Imagine a boxing gym.
What probably comes to mind is a large, run-down room on the upper floor of an old brick building, somewhere in a trash-strewn, depressed neighborhood. The room echoes with the thud of the heavy bag, the rat-tat-tat of the speed bag, the quick whisks of the jump rope. The men training are either black or Latino, with one or two white men in the mix, probably of Italian background (think a young Stallone or DeNiro). And alongside the sparring rings are the trainers: grizzled men with grizzled voices. Not only can you picture the scene, you can smell it -- sweat, heat rub, and musty locker rooms.
When sociologist
Lucia Trimbur-first entered Gleason's Gym in Brooklyn, this is what she expected to see.

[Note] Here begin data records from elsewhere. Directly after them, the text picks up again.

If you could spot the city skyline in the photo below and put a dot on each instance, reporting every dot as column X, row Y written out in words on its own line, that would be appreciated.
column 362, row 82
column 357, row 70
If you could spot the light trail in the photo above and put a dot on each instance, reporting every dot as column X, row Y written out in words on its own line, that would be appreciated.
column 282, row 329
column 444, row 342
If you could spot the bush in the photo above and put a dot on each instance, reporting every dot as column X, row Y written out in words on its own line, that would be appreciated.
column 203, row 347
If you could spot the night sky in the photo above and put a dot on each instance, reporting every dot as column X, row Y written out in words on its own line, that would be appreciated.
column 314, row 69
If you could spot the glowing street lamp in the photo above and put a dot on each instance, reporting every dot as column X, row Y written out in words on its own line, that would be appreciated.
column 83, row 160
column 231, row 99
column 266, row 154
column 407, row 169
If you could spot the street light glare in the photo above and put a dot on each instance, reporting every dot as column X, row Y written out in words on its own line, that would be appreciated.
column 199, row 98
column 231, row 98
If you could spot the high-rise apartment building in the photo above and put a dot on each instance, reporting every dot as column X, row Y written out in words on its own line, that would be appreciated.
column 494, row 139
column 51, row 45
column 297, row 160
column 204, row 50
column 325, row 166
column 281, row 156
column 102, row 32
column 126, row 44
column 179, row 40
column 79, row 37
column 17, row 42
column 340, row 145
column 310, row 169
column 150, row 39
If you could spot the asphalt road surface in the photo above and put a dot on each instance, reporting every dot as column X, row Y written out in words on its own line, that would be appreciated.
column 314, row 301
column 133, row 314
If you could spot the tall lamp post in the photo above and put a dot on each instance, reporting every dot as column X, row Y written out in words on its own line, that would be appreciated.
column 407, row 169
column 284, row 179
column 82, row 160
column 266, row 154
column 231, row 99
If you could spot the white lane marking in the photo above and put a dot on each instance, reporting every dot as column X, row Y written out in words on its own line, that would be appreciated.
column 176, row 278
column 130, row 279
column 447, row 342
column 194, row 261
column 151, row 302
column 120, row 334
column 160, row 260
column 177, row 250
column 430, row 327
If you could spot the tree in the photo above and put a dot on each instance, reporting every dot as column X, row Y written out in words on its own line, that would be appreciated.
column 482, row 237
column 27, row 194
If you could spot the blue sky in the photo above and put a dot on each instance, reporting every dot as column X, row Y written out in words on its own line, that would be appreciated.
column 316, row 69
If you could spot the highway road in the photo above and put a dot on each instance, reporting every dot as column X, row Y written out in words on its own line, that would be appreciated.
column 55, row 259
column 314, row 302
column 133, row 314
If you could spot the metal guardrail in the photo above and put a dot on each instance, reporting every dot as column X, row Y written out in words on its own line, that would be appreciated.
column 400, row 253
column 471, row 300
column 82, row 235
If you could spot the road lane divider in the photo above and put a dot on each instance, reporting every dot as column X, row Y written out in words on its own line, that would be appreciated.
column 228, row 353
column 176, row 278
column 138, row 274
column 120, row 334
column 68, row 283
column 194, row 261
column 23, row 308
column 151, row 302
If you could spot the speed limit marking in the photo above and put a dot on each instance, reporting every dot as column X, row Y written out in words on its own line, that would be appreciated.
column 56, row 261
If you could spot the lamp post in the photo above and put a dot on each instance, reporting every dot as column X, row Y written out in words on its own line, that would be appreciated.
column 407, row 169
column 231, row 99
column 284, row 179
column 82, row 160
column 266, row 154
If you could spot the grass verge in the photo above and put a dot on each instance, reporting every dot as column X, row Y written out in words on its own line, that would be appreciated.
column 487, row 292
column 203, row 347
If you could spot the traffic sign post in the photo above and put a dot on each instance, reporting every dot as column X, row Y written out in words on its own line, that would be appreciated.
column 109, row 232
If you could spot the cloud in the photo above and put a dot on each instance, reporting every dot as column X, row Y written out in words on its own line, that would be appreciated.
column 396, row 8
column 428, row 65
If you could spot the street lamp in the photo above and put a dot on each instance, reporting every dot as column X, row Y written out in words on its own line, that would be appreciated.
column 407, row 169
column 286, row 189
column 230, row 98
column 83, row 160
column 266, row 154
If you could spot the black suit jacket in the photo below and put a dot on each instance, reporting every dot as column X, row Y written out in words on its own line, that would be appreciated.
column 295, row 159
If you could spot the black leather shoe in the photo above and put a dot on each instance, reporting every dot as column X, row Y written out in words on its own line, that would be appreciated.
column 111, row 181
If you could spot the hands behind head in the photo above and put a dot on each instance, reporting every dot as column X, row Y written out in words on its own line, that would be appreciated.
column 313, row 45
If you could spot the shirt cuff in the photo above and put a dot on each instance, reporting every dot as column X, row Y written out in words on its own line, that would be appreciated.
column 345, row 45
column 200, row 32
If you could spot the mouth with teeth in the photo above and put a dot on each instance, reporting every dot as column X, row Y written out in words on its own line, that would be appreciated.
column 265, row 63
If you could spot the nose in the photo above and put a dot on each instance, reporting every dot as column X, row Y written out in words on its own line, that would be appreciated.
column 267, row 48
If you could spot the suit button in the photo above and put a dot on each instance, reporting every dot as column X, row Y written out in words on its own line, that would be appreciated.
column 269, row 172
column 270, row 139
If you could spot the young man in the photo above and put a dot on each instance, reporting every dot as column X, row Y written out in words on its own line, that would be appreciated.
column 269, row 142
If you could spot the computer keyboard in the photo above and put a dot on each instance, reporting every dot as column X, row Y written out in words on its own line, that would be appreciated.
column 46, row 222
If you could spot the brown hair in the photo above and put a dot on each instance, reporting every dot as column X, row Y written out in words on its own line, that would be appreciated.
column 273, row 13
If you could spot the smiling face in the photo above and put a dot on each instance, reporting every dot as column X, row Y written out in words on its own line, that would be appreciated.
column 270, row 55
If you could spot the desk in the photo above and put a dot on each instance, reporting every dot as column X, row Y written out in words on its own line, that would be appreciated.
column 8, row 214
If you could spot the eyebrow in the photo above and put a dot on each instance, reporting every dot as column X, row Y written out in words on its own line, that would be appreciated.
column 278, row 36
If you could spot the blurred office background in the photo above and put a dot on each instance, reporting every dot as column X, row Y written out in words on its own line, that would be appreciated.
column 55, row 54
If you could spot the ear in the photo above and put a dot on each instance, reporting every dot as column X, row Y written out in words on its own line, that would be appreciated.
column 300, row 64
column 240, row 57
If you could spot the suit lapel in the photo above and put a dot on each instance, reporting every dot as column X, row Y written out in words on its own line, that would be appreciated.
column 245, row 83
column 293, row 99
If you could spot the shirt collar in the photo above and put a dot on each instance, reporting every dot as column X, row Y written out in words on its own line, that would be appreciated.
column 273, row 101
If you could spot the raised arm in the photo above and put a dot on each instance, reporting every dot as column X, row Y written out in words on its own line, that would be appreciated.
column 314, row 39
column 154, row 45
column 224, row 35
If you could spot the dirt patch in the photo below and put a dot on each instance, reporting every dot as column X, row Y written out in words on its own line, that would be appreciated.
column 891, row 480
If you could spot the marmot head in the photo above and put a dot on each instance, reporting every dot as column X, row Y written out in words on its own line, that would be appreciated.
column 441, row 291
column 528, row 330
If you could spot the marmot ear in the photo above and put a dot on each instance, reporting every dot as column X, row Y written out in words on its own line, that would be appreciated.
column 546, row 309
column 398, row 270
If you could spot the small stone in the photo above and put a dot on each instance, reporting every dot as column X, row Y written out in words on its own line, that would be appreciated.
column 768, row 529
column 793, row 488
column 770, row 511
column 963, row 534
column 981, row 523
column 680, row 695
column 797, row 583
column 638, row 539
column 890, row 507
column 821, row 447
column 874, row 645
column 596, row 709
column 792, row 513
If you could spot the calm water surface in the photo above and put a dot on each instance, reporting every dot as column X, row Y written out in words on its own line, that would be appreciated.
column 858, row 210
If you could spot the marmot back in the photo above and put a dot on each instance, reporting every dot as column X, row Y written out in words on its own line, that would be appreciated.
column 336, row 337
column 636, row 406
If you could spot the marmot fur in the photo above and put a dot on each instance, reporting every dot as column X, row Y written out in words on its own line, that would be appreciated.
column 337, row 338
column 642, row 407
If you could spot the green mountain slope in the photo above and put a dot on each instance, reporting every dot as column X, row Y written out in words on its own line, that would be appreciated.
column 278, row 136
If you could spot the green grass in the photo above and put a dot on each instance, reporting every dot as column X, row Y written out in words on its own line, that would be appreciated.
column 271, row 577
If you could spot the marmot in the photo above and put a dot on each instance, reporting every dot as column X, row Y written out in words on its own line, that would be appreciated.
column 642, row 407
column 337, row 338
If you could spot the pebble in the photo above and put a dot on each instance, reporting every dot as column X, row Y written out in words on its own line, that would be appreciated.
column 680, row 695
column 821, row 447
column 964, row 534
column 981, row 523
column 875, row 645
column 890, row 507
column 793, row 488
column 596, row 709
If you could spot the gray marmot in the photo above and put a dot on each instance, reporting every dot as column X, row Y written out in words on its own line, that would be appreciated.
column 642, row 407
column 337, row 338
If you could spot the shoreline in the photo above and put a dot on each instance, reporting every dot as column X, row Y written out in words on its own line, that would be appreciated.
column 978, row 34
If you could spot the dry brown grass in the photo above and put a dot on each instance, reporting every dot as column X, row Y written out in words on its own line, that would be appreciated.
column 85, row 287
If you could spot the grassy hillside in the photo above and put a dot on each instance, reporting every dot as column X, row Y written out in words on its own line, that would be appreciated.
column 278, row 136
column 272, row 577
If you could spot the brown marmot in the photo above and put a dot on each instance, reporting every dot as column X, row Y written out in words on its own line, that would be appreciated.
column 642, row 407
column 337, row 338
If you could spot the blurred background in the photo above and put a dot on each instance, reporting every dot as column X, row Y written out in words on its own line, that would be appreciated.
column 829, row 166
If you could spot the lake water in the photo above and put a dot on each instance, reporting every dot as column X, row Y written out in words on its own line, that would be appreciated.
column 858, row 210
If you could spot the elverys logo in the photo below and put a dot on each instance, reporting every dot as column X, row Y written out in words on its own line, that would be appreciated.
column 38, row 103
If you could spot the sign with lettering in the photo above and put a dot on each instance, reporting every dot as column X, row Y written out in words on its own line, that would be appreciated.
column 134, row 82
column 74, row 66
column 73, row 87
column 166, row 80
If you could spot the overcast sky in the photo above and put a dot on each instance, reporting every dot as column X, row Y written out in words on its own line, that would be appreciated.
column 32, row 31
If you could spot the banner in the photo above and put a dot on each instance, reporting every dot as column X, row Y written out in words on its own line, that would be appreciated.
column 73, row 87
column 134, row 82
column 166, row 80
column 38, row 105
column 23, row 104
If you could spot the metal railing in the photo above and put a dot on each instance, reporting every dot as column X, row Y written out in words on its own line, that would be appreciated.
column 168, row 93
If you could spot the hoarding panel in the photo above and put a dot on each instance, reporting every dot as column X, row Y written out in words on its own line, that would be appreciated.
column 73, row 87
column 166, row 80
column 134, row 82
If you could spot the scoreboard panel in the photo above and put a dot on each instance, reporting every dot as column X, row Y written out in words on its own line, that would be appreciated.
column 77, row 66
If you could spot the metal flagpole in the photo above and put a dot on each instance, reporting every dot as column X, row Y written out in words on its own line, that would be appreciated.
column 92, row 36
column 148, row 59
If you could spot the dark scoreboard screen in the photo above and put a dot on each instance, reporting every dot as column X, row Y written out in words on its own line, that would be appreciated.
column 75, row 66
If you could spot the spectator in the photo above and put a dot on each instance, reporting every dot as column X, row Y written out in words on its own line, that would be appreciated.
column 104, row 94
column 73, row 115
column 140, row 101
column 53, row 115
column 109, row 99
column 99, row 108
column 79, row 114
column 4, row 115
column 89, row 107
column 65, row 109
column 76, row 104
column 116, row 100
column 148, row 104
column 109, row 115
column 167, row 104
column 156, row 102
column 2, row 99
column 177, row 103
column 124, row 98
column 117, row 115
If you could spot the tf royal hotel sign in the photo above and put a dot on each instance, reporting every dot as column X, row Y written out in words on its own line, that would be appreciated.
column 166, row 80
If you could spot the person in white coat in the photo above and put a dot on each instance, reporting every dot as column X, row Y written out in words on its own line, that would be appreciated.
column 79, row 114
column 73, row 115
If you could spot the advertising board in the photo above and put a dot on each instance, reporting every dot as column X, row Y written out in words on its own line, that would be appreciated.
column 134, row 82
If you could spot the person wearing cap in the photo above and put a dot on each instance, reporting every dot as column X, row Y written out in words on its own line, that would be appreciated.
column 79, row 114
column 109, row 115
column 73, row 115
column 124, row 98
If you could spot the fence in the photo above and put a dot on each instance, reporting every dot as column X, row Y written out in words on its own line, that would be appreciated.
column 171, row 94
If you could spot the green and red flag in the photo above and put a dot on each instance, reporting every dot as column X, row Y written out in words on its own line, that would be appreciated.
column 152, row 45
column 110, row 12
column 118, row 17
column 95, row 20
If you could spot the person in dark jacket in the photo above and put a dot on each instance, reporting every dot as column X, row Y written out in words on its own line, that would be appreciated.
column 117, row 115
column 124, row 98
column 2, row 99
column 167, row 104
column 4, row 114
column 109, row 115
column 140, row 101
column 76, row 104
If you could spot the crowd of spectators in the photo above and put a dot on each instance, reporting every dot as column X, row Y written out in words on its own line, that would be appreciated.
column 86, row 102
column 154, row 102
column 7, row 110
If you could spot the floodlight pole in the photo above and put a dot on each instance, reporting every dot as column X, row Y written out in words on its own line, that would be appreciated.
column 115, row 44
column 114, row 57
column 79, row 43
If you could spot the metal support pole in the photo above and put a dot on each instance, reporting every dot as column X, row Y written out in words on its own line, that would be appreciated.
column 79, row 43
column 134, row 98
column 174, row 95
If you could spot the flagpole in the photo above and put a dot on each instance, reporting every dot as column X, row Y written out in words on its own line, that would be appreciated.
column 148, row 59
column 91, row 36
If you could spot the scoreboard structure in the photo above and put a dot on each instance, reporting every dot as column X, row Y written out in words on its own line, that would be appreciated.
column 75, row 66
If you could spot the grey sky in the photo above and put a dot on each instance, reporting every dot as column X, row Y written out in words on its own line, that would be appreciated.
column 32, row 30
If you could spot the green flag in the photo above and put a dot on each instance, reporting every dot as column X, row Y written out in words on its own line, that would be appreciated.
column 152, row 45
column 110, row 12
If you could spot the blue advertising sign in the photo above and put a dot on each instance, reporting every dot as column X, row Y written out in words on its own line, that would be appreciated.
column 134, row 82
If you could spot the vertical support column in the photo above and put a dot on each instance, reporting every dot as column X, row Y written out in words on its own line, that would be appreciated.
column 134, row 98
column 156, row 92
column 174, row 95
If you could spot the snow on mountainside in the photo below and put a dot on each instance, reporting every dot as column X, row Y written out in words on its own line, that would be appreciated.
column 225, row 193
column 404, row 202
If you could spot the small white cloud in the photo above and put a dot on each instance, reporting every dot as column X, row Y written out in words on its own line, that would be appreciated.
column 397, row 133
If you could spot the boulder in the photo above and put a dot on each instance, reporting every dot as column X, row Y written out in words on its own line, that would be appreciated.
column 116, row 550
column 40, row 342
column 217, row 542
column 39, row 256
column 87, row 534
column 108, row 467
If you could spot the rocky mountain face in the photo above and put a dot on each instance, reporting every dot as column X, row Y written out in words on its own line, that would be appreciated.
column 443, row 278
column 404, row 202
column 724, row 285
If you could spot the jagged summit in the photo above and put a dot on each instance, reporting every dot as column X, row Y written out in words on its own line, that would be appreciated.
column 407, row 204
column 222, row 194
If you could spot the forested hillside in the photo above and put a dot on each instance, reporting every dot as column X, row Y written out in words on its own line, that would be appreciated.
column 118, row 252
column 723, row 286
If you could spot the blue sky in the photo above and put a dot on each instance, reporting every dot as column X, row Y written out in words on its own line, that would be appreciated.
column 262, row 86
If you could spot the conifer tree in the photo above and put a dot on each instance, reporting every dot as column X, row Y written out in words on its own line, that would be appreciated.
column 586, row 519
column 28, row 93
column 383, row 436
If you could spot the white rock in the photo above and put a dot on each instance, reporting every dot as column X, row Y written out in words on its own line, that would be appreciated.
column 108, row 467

What she found instead stunned her. She paints a vivid picture of the gym that she discovered in her book
Come Out Swinging: The Changing World of Boxing in Gleason's Gym (Princeton University Press, 2013). In the course of a year, Lucia integrated herself into the life of the gym, even training as a boxer. She interviewed trainers and fighters, and she presents their stories in a compelling and entertaining way. And in the manner of the best kind of social science, she connects her subjects' stories -- and what compelled them to become boxers -- to larger lessons about the world outside the gym.